Now we are going to lay the groundwork for a cluster of computational tools that are filed under the names "statistical modeling", "machine learning", and even "Artifical Intelligence". We've seen various learning systems in previous lectures, and today we're going to examine a  so-called **recommender system**. One simple kind of recommendation is said to be  **content-based**. In the case of news, for example, recommended articles could be surfaced if you express interest in one topic or another.
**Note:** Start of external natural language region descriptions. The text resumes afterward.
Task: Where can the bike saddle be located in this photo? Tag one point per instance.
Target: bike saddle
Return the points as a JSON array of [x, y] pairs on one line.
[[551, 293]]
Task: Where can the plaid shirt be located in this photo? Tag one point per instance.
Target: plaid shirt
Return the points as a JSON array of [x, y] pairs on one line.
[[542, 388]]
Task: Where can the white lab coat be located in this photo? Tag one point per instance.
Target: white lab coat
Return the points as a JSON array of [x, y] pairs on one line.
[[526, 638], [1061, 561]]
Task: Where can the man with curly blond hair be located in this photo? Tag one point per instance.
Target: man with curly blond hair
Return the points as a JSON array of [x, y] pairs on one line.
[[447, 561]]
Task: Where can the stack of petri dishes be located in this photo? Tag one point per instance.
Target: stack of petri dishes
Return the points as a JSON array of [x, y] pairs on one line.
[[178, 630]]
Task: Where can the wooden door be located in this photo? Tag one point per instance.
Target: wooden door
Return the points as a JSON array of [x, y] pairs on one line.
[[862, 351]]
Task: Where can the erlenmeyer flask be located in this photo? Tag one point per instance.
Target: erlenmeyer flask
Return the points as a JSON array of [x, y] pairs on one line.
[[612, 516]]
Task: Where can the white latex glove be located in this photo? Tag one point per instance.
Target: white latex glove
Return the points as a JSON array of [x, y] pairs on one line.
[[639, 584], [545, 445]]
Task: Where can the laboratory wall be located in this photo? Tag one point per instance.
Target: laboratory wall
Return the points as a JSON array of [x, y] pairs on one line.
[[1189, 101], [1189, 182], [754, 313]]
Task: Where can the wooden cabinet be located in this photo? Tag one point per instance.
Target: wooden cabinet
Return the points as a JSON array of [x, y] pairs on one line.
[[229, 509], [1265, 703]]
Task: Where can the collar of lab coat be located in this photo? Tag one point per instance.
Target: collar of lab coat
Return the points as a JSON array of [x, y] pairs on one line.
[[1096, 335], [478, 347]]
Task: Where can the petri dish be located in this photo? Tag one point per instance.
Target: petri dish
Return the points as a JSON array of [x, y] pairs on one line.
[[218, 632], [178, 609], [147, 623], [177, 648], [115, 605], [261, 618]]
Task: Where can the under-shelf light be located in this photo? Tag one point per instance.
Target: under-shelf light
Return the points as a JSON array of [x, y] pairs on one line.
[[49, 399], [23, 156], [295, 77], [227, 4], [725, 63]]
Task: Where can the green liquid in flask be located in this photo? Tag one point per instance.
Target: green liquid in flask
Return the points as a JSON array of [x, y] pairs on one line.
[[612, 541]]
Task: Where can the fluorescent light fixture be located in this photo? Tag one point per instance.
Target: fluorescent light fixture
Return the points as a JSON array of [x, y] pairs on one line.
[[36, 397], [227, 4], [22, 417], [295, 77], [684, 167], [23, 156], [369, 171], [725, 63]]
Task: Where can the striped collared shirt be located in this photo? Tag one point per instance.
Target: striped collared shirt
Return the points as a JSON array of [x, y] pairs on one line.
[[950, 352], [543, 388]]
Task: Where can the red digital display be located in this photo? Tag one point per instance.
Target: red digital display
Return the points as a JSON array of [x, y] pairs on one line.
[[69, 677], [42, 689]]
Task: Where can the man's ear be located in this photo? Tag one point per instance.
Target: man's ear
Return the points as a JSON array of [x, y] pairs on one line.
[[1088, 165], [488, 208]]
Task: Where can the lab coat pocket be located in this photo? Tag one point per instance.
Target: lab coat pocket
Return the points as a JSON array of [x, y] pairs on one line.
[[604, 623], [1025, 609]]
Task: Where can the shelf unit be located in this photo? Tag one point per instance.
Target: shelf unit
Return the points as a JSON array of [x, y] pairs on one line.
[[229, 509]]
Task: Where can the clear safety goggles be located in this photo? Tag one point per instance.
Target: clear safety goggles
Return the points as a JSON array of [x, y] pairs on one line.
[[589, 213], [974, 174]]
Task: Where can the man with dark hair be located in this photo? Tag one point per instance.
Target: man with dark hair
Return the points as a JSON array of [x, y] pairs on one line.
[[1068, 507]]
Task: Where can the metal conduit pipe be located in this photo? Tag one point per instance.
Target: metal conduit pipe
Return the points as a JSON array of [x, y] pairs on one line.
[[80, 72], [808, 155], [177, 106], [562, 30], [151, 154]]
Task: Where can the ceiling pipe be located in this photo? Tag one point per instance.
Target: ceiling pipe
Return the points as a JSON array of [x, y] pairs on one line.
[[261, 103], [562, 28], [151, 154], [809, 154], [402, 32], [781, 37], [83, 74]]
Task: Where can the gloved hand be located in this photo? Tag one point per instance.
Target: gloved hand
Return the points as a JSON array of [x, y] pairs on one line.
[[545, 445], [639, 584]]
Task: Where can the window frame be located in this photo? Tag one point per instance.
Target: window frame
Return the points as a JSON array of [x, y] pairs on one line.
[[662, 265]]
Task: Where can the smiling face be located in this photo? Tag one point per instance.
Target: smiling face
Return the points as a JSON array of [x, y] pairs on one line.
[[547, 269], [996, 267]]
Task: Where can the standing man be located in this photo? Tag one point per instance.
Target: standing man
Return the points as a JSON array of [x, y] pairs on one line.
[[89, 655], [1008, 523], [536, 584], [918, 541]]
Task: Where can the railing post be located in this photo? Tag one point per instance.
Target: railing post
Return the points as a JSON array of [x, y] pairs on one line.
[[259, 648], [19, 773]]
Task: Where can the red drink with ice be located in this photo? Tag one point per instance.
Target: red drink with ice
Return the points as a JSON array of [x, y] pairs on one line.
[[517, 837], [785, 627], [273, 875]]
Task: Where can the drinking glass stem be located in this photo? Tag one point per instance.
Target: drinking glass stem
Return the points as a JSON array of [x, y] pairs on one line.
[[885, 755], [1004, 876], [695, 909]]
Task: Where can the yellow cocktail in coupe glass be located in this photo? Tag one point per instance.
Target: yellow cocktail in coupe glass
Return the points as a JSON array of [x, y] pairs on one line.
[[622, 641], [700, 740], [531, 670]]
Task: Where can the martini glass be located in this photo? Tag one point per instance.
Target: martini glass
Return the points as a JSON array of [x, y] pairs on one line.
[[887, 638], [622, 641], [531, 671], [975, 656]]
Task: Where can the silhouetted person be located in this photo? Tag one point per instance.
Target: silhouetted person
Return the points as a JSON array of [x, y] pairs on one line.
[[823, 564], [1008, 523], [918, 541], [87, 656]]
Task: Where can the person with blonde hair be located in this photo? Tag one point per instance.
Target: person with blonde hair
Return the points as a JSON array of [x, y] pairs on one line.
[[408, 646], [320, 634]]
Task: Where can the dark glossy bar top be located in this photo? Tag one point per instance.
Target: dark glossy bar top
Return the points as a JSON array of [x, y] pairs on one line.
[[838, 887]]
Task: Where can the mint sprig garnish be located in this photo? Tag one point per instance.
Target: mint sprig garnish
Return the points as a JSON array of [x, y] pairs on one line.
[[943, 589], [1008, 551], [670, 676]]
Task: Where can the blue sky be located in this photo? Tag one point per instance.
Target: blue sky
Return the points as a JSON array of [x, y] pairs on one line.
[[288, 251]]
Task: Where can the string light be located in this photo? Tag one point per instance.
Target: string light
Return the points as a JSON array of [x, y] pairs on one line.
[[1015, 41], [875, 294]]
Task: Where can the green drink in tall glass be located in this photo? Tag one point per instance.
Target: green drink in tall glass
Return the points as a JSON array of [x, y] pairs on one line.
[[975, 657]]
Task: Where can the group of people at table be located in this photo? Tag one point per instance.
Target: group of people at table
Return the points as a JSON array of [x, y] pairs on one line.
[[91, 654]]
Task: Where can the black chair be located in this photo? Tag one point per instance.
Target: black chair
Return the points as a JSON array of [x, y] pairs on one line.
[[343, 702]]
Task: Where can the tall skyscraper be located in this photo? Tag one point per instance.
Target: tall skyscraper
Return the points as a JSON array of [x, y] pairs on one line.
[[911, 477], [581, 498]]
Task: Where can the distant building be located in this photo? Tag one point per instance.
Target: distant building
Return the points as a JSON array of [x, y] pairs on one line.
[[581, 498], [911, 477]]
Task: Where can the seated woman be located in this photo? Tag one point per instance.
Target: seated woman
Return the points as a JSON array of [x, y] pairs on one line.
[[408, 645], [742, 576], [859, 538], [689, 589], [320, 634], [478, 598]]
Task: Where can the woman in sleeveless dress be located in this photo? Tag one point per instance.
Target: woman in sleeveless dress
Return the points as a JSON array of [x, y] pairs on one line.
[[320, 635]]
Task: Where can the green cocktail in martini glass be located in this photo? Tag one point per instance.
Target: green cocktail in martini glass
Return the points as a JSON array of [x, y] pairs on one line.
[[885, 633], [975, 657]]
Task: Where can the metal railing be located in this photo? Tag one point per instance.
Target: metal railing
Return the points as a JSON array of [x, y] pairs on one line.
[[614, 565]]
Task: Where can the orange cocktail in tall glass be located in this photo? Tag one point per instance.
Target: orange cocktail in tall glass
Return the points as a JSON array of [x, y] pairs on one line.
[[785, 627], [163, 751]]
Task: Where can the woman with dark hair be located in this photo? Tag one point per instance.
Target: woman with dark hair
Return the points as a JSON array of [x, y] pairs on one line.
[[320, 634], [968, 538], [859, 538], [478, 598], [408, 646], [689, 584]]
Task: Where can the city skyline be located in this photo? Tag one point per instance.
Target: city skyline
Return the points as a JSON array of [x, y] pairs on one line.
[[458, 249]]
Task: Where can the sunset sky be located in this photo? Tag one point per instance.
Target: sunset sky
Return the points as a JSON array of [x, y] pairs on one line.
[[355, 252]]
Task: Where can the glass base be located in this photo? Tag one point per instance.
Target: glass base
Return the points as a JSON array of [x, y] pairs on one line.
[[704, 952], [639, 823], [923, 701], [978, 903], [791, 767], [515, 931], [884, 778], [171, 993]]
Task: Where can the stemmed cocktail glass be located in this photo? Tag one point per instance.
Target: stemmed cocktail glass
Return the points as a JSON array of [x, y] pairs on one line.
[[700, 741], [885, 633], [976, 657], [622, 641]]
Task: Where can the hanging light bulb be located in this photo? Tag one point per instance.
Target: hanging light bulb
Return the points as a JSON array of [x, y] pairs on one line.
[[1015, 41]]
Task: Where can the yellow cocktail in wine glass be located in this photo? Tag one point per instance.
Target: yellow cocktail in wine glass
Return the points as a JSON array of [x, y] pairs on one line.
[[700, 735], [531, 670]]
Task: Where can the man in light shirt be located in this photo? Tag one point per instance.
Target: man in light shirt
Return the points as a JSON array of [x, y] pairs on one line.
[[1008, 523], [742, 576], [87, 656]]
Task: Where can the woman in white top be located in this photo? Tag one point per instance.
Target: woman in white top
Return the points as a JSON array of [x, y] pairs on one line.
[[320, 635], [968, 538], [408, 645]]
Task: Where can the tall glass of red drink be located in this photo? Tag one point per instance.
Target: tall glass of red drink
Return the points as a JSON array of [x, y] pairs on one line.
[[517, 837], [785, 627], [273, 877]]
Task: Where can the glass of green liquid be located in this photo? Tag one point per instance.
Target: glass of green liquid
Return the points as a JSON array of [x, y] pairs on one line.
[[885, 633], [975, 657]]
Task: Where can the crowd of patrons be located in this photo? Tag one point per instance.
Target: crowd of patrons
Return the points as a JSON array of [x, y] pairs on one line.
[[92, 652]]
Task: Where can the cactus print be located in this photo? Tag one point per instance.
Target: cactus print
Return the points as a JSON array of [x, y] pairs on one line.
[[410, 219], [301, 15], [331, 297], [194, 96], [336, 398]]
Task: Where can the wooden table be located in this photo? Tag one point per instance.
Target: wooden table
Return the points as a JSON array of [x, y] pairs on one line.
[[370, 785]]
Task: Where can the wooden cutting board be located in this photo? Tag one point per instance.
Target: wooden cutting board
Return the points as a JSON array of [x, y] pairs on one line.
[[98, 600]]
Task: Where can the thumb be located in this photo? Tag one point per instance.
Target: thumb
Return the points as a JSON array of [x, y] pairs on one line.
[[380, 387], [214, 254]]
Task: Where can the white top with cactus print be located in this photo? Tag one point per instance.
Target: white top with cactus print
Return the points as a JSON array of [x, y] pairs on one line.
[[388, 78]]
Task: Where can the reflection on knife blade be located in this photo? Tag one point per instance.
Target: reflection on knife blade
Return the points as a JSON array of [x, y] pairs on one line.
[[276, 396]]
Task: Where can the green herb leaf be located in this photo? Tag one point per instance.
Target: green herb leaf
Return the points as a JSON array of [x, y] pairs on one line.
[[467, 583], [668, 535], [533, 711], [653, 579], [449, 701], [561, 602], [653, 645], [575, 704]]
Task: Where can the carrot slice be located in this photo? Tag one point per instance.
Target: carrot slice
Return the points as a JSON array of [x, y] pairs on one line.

Other information about the stories could also be used to produce a ranking -- you might also include the number of "likes" or tweets, the publisher, the publication date and so on. 

This is the first of three approaches Alex Spangher wrote about in his NYT piece on their [next generation news recommender](https://open.blogs.nytimes.com/2015/08/11/building-the-next-new-york-times-recommendation-engine/). The second approach can be implemented without any information about content, and instead relies on how users rate or access content. On Amazon or Yelp or TripAdvisor, we have ratings that people provide for services. At the Times, we don't really have ratings, but instead we have whether or not someone read an article. **Collaborative filtering** uses patterns in these activities to make recommendations. (We "filter" items, recommending just a few, and this is a "collaborative" act because it relies on the input of others.)

At the heart of collaborative filtering is something called a "utility matrix" or "incidence matrix". It's a table where rows refer to users (shoppers, readers), say, and columns are items (news articles, consumer goods). A recommendation system "fills in" or predicts how the user in row i will react to the object represented by column j -- that is, the table entry (i,j). Oh, math!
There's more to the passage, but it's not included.